Each tenant has a list of allowed scopes:

Scope	What it lets you do
`run`	`POST /v1/predict` to start a new run
`status`	Poll an existing run for status
`result`	Fetch the final result of a completed run
`logs`	Fetch the live event log

A read-only key (e.g., a dashboard scraping run history) can be issued with just ["status", "result"] and will get 403 on POST /v1/predict { ... new run ... }.

Error responses¶

Status	Cause	What to do
401 missing	No `X-Mantis-Token` header sent	Add it
401 invalid	Token doesn't match any tenant key	Check the token wasn't truncated; ask operator to re-issue
403 scope	Token valid but tenant lacks the required scope	Operator needs to add the scope to your tenant config
429 rate	Tenant exceeded `rate_limit_per_minute`	Honor the `Retry-After` header
429 concurrent	Tenant at `max_concurrent_runs`	Wait or have operator raise the cap
503 auth-not-configured	Server has neither `MANTIS_API_TOKEN` nor `MANTIS_TENANT_KEYS_PATH` set	Operator misconfiguration

Token rotation¶

Tokens are hot-reloaded from the server's keys file with a 5-second cache.
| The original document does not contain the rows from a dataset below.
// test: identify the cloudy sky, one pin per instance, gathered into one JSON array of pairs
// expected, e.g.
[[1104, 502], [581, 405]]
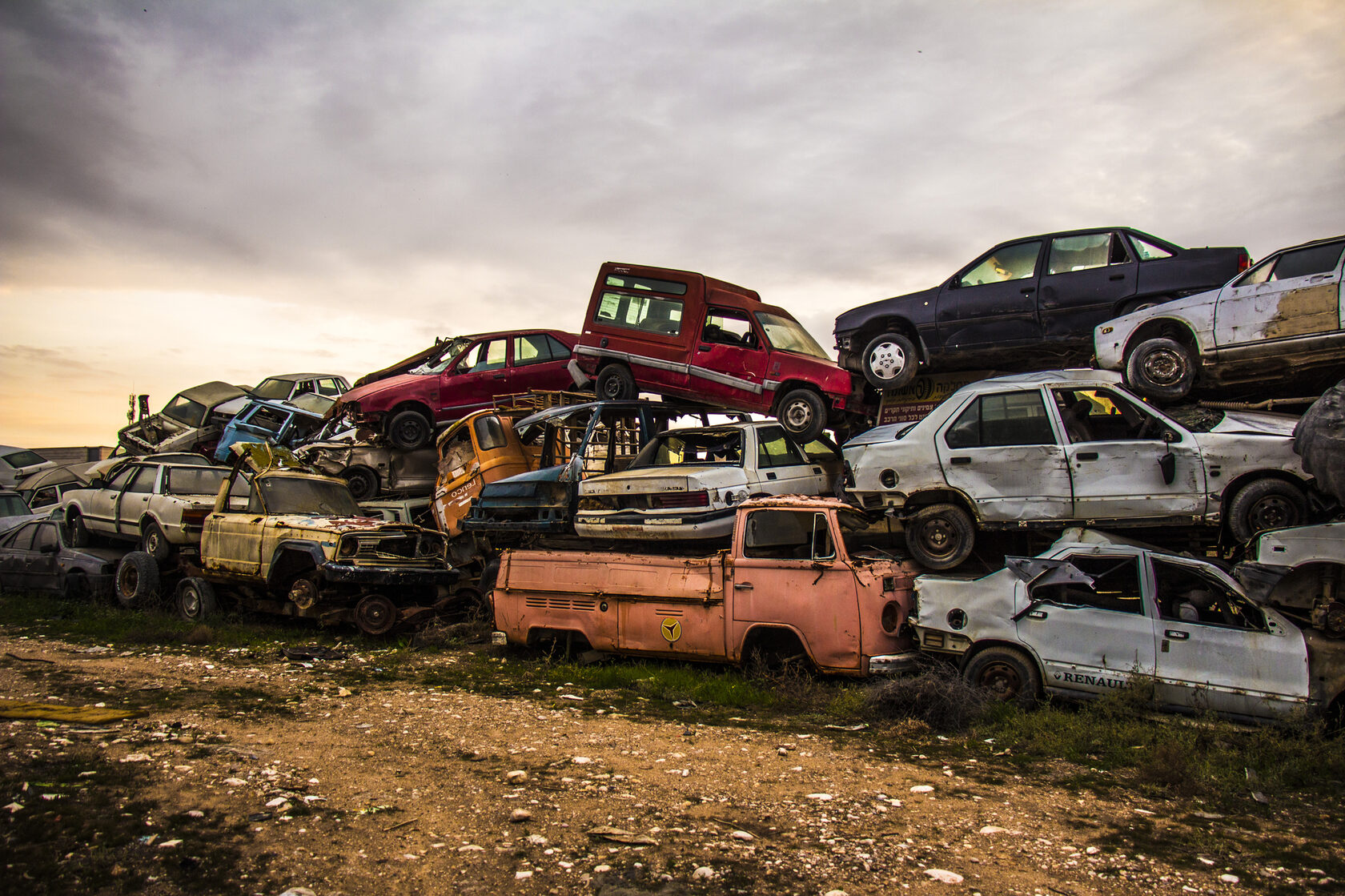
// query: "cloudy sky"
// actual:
[[223, 190]]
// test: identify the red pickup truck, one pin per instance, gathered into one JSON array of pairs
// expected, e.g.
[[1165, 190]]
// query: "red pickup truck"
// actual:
[[682, 334], [785, 589]]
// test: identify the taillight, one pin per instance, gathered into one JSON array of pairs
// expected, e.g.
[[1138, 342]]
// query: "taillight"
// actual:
[[681, 500]]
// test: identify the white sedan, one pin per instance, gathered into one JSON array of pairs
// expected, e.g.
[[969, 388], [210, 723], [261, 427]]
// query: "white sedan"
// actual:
[[686, 484], [1072, 447], [1097, 614], [1283, 316]]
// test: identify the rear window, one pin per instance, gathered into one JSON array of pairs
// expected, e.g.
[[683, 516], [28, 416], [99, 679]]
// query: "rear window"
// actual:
[[650, 314]]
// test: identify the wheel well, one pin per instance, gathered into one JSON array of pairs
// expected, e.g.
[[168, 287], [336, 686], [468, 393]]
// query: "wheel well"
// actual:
[[1164, 328], [889, 324]]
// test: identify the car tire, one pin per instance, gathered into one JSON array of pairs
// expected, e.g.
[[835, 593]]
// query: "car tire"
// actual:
[[802, 413], [941, 536], [615, 383], [362, 482], [889, 361], [409, 429], [1008, 674], [197, 601], [138, 580], [1161, 369], [78, 533], [1266, 504], [155, 542]]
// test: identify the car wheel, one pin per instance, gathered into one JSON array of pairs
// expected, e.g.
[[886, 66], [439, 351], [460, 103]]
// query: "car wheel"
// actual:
[[375, 615], [615, 383], [78, 533], [941, 536], [891, 361], [138, 580], [1008, 674], [1161, 369], [802, 413], [155, 542], [197, 601], [362, 480], [409, 429], [1266, 504]]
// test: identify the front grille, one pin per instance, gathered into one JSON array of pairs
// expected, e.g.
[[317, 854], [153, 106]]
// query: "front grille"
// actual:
[[538, 601]]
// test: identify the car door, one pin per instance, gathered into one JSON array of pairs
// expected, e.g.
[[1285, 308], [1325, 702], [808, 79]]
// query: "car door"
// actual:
[[1218, 650], [472, 384], [993, 302], [1087, 275], [134, 500], [781, 468], [729, 360], [1091, 638], [1291, 296], [1125, 460], [1001, 451], [790, 575]]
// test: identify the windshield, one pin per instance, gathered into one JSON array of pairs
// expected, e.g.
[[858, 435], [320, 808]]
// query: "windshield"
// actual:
[[12, 506], [185, 411], [787, 334], [194, 480], [25, 458], [315, 496], [273, 389], [700, 447], [437, 364]]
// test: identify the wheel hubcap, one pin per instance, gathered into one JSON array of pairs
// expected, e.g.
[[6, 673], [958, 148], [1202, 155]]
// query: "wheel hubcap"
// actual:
[[886, 361]]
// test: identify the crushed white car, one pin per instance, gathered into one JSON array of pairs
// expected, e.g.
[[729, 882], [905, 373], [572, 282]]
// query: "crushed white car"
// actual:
[[1283, 316], [1072, 447], [1095, 614], [686, 484]]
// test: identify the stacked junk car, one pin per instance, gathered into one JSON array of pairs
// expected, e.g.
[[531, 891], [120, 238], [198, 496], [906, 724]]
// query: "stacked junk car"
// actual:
[[1086, 456]]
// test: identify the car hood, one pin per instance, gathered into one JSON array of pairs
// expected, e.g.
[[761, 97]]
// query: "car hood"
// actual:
[[856, 318], [664, 479]]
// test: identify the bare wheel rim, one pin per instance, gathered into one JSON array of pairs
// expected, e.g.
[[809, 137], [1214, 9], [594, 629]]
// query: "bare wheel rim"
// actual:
[[886, 360], [937, 537], [1001, 680], [1164, 366]]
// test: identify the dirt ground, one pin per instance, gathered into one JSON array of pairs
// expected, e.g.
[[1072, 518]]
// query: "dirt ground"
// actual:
[[253, 773]]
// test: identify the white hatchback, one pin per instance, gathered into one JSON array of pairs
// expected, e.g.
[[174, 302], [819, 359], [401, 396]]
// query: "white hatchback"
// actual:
[[1072, 447]]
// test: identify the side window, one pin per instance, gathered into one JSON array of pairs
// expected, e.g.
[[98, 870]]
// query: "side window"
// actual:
[[1147, 252], [1101, 415], [1010, 263], [777, 450], [1115, 585], [728, 327], [46, 537], [1005, 419], [144, 480], [490, 432], [532, 349], [1086, 252], [1305, 263], [651, 314], [1188, 593], [122, 476]]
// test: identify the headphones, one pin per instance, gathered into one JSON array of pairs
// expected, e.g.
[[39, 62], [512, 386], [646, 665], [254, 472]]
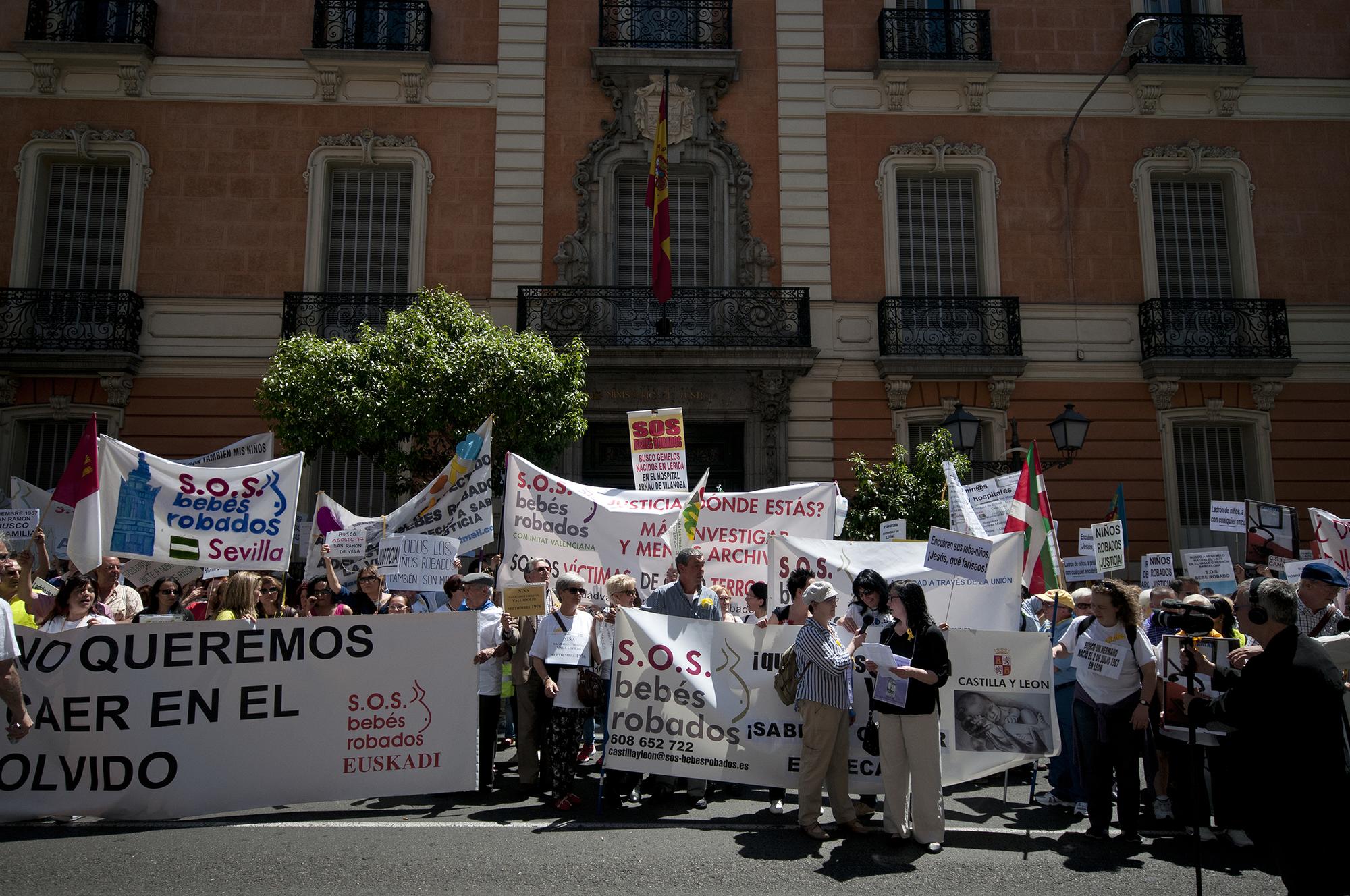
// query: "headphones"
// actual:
[[1259, 615]]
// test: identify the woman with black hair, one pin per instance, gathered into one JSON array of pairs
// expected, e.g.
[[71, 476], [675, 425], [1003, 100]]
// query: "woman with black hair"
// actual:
[[912, 768]]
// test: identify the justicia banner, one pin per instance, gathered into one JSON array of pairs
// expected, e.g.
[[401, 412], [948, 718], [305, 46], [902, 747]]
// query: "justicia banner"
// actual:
[[226, 517]]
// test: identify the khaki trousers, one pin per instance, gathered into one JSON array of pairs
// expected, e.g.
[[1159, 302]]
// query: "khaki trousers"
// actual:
[[912, 774], [824, 760]]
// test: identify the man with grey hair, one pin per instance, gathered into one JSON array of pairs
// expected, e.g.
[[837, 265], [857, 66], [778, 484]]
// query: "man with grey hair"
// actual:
[[1290, 724], [691, 598]]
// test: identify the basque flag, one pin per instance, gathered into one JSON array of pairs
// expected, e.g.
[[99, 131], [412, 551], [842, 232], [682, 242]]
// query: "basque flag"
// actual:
[[658, 200]]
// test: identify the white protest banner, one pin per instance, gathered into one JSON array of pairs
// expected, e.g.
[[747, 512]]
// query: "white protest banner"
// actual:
[[893, 531], [234, 517], [1158, 569], [601, 532], [18, 524], [346, 544], [1109, 546], [148, 573], [1081, 569], [657, 439], [998, 708], [425, 563], [966, 557], [994, 604], [1332, 539], [457, 504], [246, 451], [377, 708], [1213, 567], [961, 513], [57, 526], [1228, 516], [992, 501]]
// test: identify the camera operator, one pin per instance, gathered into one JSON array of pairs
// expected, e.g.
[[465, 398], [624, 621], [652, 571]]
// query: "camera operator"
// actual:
[[1285, 705]]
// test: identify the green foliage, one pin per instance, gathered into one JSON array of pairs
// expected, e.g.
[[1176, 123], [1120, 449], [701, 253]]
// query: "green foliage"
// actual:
[[406, 395], [902, 491]]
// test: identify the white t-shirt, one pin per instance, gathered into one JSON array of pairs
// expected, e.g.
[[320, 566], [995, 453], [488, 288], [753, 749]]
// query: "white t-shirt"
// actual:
[[9, 640], [1106, 666], [61, 624], [568, 675]]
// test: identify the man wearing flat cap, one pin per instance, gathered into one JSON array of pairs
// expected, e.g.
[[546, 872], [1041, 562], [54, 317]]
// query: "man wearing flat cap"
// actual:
[[495, 642], [1318, 588]]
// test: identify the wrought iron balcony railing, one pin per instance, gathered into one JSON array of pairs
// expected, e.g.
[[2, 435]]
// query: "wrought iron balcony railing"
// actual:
[[71, 320], [944, 326], [338, 315], [1202, 329], [1193, 40], [373, 25], [92, 21], [670, 25], [731, 316], [955, 36]]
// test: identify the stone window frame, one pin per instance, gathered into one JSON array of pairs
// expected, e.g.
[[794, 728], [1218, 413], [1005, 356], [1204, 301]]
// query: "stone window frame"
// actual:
[[940, 157], [1195, 161], [79, 144], [365, 149]]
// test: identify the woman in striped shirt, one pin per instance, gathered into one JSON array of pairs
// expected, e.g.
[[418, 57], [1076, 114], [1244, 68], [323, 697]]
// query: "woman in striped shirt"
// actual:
[[824, 698]]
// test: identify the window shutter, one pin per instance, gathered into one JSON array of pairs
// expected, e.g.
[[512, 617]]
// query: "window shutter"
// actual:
[[51, 446], [356, 484], [692, 258], [86, 227], [1210, 466], [369, 230], [1191, 240], [938, 237]]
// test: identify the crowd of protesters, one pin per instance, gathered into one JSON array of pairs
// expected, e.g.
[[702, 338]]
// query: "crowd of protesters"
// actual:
[[1279, 696]]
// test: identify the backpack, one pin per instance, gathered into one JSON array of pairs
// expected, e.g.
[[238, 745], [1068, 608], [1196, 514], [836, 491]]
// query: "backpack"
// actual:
[[788, 677]]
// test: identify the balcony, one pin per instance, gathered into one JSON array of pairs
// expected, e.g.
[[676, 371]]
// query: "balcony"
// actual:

Rotation is operator-side:

Operator updates the JSON keys file (replaces your entry's key string).
Within 5 seconds, the new token works and the old one is rejected.
Update your secrets store with the new value.

No pod restart is needed.

What `X-Mantis-Token` reveals on the server¶

Once the server validates your token, it resolves a TenantConfig with these fields. Caller-side you don't need to know the internals — but understanding what's enforced helps debug 403/429/etc:

TenantConfig(
    tenant_id="tenant_a",
    scopes=("run", "status", "result", "logs"),
    max_concurrent_runs=3,
    max_cost_per_run=5.0,
    max_time_minutes_per_run=30,
    rate_limit_per_minute=60,
    anthropic_secret_name="anthropic_api_key_tenant_a",
    allowed_domains=("*.marketplace.example.com", "crm.example.com"),
    webhook_url="https://callbacks.example.com/mantis",
    webhook_secret_name="webhook_secret_tenant_a",
)

The server uses these to clamp your max_cost and max_time_minutes to whichever is smaller — its config or your request. So if you ask for max_cost: 50 and your tenant cap is 5, you get 5.